What drew you to sign up for Girls Leadership’s professional development training?
Social and emotional learning (SEL) goes hand in hand with building confidence in young people so it made sense. I didn’t know a lot about Girls Leadership before signing up, but I also saw that another teacher I wanted to get to know better signed up, which helped encourage me toward the program.
How has your Girls Leadership experience served your work with young people at Latitude?
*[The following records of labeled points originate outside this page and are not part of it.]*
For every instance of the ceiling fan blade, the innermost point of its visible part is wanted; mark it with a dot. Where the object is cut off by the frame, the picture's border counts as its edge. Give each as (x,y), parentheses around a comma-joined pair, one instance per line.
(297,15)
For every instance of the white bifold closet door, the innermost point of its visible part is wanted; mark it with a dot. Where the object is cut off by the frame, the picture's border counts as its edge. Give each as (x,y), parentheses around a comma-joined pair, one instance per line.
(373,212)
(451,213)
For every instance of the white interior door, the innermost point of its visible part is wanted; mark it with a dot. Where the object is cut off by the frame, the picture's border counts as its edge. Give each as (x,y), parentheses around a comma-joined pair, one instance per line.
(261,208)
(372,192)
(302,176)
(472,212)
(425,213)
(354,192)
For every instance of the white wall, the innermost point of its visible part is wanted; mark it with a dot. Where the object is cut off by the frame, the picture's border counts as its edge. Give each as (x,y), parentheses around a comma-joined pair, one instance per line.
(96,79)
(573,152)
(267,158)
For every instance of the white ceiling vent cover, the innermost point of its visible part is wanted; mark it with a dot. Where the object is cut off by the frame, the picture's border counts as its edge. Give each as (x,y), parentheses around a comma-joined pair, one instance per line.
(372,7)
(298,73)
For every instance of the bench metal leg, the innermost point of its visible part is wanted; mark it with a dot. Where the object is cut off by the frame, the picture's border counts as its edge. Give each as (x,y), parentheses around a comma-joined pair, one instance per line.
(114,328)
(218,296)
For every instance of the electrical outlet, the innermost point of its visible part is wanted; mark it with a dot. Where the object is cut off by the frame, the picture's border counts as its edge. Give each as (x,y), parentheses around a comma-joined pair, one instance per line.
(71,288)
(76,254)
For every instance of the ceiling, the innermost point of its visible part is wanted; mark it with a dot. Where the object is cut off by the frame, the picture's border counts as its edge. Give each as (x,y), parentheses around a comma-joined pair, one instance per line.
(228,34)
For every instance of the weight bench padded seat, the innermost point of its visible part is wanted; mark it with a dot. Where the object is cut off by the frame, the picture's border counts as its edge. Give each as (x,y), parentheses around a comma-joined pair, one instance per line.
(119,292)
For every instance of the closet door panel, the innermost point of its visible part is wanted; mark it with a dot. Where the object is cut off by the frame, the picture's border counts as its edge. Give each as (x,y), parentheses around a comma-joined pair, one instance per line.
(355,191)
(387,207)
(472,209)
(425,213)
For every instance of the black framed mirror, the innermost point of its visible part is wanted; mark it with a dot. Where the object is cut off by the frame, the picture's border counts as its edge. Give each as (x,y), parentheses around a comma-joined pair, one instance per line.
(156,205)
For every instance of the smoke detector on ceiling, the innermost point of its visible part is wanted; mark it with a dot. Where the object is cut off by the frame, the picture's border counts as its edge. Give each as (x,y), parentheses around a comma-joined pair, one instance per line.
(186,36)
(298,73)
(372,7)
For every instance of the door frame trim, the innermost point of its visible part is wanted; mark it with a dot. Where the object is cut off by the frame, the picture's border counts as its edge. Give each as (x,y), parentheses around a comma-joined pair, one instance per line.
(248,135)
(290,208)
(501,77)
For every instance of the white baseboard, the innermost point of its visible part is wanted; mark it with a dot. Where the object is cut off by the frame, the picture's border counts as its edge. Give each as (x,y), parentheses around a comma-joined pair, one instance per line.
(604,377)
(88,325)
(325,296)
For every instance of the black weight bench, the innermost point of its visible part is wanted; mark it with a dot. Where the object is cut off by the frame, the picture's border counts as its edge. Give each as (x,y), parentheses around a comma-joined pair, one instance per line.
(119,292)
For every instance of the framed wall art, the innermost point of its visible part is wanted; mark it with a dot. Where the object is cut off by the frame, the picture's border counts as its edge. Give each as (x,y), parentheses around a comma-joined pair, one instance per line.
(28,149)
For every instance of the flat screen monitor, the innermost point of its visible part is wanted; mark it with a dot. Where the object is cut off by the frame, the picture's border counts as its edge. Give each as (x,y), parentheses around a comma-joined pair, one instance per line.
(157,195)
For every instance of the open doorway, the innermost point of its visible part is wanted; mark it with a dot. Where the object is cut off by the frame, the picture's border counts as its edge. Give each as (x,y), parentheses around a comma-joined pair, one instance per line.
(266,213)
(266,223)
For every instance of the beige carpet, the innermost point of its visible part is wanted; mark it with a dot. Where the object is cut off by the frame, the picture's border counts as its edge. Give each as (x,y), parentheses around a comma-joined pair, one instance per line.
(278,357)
Personally, that first day was about wellness and taking care of yourself before you can take care of others. That was powerful. In this job a lot of times teachers can be so altruistic, and if you don’t take care of yourself, the reality is, you can’t be your best for others. I really appreciated the mindfulness activities and found the Chinese medicine portion really interesting.
Also, I teach seniors and the kids in my class are nervous about the future. And when you are living in the future like that, it can be hard to be present. So, remembering that they don’t have the skills at this moment for self-care to be their best selves reminds me to take a step back and assume best intentions based on what they are bringing into the classroom. Another teacher said something I really appreciated — that their mantra is “SOFTEN” every time he approaches a kid — to approach gently. For example, asking how a student is doing instead of why they aren’t doing something is a far more empathic approach.
I enjoyed a lot of the professional development activities and starting each day with one of the activities and doing it with a group that was invested in the program showed the potential of how the activities could work in class.
What is one of your favorite Girls Leadership tools to use with young people?
Outside of my regular classes, I have an Advisory group that includes mixed grades. At the beginning of the year they were hesitant to get to know one another but we have done so much community building and service projects which has helped a lot.
From the Girls Leadership professional development, I have implemented a “Comfort Zone and Boundaries” exercise that has helped kids get to know each other without writing or speaking. I found that taking the emphasis off of language was helpful and having a movement activity was really fun for the students. In this exercise students move around to different zones in the classroom that indicated whether something felt in or out of their comfort zone. Some kids were yelling out things like “snakes!” or “pickles!” but this also allowed kids to show their choice without having to voice it and that helps kids who are quiet.
Why are Girls Leadership’s programs particularly important now?
Everyone has been a little traumatized after COVID. Having to wear your mask is another layer of wall to connection. And everyone is lonely and out of practice with socializing. So it’s important that we show kids how to interact again.
I can be introverted so it’s probably not surprising that I got a lot more internally out of the program. Many people felt connected to one another and there has been talk of reunion. I didn’t necessarily deeply connect in that way, but it was good to learn how to be in the world again. There were women from all over and they found this sisterhood, which was cool to watch.
It was also nice to be in the group without having to be extroverted in the group. We talked about the difference between belonging and being in a group — that you can be in a group without feeling like you belong. At the program I participated in, even if you weren’t the most talkative and people didn’t know a lot about you, there was an intentional effort to make sure that everyone knew you belonged, no matter how you presented, which was really great.
Anything else you want to share?
I really appreciated the program’s partnership with Sacred Roots and the intentionality of bringing together a diverse group of people. As a White person I am not usually the odd person out, and at this training, it was a really good thing to be in the minority — both as a White person and math teacher.